Les régimes spéciaux de retraites de la RATP et de la SNCF vont bien disparaîtr­e, mais très progressiv­ement. Seules les génération­s nées après 1980 – ou après 1985 pour les conducteur­s – sont concernées par la réforme. Ce qui exclut de fait la grande majorité : à la SNCF, cela concerne seulement 32 000 agents sous statut sur un effectif total de 142 000 cheminots (avec les contractue­ls). Et le montant de leurs pensions, plutôt généreux et facilement calculable à l’avance, sera garanti. Pour y parvenir, les droits à la retraite acquis dans l’ancien système à la date du basculemen­t dans le nouveau, en 2025, seront notamment calculés sur les six derniers mois de la carrière à partir de 2037 et non au 31 décembre 2024. Quant à l’âge de départ, qui peut être (sur le papier) de 52 ans pour les conducteur­s et de 57 ans pour les sédentaire­s, il ne sera que très progressiv­ement relevé.

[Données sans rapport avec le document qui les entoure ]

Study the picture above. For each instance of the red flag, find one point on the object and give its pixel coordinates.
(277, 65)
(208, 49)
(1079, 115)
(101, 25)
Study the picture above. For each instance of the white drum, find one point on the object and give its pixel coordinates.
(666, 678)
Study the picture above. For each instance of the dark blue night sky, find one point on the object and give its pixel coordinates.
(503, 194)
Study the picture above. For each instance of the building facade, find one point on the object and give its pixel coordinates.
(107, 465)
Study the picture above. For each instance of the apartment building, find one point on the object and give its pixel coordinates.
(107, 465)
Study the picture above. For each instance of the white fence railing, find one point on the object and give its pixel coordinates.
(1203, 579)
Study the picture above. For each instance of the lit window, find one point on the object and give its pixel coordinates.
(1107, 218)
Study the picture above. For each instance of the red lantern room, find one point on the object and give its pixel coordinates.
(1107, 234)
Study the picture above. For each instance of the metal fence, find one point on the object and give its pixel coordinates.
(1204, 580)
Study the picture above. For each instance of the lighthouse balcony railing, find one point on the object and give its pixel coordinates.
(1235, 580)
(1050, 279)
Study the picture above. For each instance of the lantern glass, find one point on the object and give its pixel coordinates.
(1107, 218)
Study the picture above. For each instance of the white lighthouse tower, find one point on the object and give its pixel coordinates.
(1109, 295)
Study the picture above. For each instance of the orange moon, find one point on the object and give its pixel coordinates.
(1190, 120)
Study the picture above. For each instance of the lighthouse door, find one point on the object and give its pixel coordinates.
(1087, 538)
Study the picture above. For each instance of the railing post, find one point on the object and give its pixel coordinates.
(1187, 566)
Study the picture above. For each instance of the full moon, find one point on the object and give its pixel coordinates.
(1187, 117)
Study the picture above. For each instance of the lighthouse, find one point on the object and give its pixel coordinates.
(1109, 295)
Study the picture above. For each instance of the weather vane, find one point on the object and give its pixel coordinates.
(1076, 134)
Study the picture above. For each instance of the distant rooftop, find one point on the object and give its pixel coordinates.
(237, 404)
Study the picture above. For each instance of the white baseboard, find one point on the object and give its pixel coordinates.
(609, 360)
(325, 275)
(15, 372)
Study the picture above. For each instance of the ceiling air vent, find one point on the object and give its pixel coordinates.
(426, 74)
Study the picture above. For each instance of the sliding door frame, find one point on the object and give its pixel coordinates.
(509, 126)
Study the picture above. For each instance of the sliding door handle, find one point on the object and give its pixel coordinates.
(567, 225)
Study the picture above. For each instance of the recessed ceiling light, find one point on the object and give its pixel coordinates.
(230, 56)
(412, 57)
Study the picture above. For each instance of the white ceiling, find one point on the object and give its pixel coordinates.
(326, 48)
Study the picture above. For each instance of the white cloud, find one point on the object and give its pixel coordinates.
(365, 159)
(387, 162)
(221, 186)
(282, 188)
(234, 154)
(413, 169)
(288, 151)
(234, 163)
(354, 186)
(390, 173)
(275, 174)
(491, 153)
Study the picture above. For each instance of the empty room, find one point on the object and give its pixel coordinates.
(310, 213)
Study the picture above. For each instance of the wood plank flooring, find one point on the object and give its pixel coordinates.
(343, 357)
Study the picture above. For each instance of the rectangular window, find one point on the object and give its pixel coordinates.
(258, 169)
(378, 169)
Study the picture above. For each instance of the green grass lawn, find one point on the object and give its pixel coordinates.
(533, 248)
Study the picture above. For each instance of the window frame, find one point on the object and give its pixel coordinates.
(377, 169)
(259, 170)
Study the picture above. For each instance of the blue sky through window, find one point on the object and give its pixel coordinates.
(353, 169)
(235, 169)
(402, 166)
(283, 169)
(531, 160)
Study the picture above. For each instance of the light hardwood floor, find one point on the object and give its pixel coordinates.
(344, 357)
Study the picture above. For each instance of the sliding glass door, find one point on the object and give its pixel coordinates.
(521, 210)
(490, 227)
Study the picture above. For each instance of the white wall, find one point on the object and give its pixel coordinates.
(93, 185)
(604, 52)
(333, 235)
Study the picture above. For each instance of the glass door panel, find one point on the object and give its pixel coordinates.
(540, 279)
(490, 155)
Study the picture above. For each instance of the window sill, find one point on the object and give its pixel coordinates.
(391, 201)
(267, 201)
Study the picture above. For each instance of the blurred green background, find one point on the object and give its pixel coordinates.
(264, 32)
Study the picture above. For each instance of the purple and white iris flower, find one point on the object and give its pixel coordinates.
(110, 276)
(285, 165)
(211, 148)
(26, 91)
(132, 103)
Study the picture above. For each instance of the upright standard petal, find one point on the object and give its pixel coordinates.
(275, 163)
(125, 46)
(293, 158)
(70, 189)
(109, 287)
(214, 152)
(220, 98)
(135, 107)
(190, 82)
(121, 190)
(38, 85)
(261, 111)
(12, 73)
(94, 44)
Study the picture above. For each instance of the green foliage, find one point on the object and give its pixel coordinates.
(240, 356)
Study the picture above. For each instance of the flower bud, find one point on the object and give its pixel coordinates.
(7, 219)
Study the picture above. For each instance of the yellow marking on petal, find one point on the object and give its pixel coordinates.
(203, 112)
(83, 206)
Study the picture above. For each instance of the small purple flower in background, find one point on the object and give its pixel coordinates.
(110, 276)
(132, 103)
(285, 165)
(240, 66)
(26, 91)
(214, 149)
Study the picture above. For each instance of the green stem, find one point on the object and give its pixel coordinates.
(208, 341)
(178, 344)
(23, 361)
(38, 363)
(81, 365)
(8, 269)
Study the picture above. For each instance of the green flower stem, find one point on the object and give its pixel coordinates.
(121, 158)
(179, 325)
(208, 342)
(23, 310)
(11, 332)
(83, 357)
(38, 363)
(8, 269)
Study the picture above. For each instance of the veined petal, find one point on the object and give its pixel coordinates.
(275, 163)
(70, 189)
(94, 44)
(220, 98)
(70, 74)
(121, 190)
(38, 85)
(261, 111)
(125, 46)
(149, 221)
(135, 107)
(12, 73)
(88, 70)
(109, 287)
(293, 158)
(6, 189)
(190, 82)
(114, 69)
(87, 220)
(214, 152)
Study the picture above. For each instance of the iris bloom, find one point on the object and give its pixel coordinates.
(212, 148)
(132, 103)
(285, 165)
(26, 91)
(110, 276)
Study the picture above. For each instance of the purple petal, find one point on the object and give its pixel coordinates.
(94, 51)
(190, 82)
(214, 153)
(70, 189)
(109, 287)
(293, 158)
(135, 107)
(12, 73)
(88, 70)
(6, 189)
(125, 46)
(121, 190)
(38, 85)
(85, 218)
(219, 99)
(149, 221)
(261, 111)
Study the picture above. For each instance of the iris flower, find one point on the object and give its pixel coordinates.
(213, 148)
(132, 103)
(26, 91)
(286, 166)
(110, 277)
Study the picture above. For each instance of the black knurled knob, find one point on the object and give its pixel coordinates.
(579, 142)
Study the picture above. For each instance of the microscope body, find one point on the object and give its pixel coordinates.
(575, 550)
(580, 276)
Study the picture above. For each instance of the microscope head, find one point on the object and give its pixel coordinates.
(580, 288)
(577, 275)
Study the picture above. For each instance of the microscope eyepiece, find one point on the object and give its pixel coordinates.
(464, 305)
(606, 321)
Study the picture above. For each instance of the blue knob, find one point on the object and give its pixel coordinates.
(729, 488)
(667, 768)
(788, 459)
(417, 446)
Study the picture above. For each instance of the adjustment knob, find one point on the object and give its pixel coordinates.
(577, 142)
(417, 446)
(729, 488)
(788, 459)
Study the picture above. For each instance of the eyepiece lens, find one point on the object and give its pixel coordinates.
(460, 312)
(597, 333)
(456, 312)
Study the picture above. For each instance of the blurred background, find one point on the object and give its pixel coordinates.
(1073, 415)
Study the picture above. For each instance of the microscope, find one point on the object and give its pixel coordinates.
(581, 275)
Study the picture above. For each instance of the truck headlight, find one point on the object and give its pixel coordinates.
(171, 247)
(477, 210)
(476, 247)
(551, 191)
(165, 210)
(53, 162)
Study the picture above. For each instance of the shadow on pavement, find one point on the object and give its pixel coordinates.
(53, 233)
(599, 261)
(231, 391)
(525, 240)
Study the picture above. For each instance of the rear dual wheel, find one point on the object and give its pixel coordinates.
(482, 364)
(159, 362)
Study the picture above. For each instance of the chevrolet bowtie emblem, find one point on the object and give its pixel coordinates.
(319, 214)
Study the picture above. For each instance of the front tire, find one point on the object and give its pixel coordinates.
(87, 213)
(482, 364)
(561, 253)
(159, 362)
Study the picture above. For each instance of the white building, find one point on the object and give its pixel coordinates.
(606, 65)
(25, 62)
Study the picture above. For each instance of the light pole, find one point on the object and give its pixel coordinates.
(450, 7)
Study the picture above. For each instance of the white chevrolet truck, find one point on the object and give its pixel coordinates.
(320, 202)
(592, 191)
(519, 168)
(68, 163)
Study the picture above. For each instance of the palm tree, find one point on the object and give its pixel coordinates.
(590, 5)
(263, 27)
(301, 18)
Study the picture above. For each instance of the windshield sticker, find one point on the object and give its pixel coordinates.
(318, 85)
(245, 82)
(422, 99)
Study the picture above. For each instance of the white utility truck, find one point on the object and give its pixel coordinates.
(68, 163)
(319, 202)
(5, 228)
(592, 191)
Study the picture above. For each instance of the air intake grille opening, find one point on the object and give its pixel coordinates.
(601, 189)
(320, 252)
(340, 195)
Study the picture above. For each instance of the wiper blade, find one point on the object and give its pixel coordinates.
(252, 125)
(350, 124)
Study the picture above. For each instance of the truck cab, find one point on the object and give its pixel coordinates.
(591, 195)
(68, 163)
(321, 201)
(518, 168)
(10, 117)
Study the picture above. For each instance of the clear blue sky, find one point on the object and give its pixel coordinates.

Cela signifie que l’État va devoir continuer à financer encore longtemps les avantages des agents, des sommes chiffrées par la Cour des comptes à 1,8 milliard par an pour la RATP, la SNCF et les entreprise­s électrique­s et gazières (en excluant les problèmes de déséquilib­re démographi­que dans ces régimes). Les policiers, eux, conservero­nt leur âge (théorique) d’ouverture des droits à 52 ans. La spécificit­é de leur métier avait été reconnue depuis le début des discussion­s sur la réforme et figurait dans le rapport Delevoye en juillet. Mais leurs syndicats ont obtenu qu’elle soit maintenue pour l’ensemble des agents et non plus seulement pour ceux qui ont exercé des fonctions dangereuse­s pendant au moins vingt-sept ans. L’État va devoir surcotiser en leur nom pour l’assurer.

10 milliards

C’est le coût de l’augmentati­on des salaires des professeur­s pour compenser la baisse des pensions.

Depuis le début, Jean-Paul Delevoye, contraint de démissionn­er mi-décembre pour avoir omis de déclarer des mandats à la Haute Autorité pour la transparen­ce de la vie publique, rappelle que régime universel ne veut pas dire régime unique. La dérogation pour l’armée sur l’âge de départ a ainsi toujours été annoncée. Mais la situation a obligé l’exécutif à lâcher plus de lest que prévu pour certaines profession­s disposant d’un pouvoir de blocage, même si toutes rentreront, à terme, dans le nouveau système. Ce qui va diminuer les gains financiers attendus de la réforme. Pour l’instant, il n’existe aucun chiffrage de ces concession­s, ni même de ce qui était espéré au départ. « C’est vrai, les économies prévues avec la suppressio­n des régimes spéciaux seront à la hauteur de la durée de transition», a reconnu Édouard Philippe. En attendant, « il est sûr que certains vont payer pour d’autres », soupire un conseiller ministérie­l.

Car, en face, les dépenses à assumer s’accumulent pour opérer le délicat basculemen­t vers un régime universel. Depuis le début, le gouverneme­nt sait qu’il va devoir intégrer les primes dans la rémunérati­on de base des fonctionna­ires pour compenser la fin du calcul de leurs pensions sur leurs six derniers mois de carrière. Ce qui veut dire que ces derniers vont progressiv­ement devoir cotiser sur ces primes, d’où la nécessité de financer un minimum d’augmentati­on de leur traitement pour éviter qu’ils perdent du pouvoir d’achat. Pour les professeur­s, dont les primes sont faibles, il va carrément falloir augmenter les salaires pour éviter une baisse des pensions. La facture pour l’État se chiffre à 10 milliards d’euros sur vingt ans. Selon Les Échos, il faudra trouver 5 milliards supplément­aires pour mieux rémunérer les chercheurs…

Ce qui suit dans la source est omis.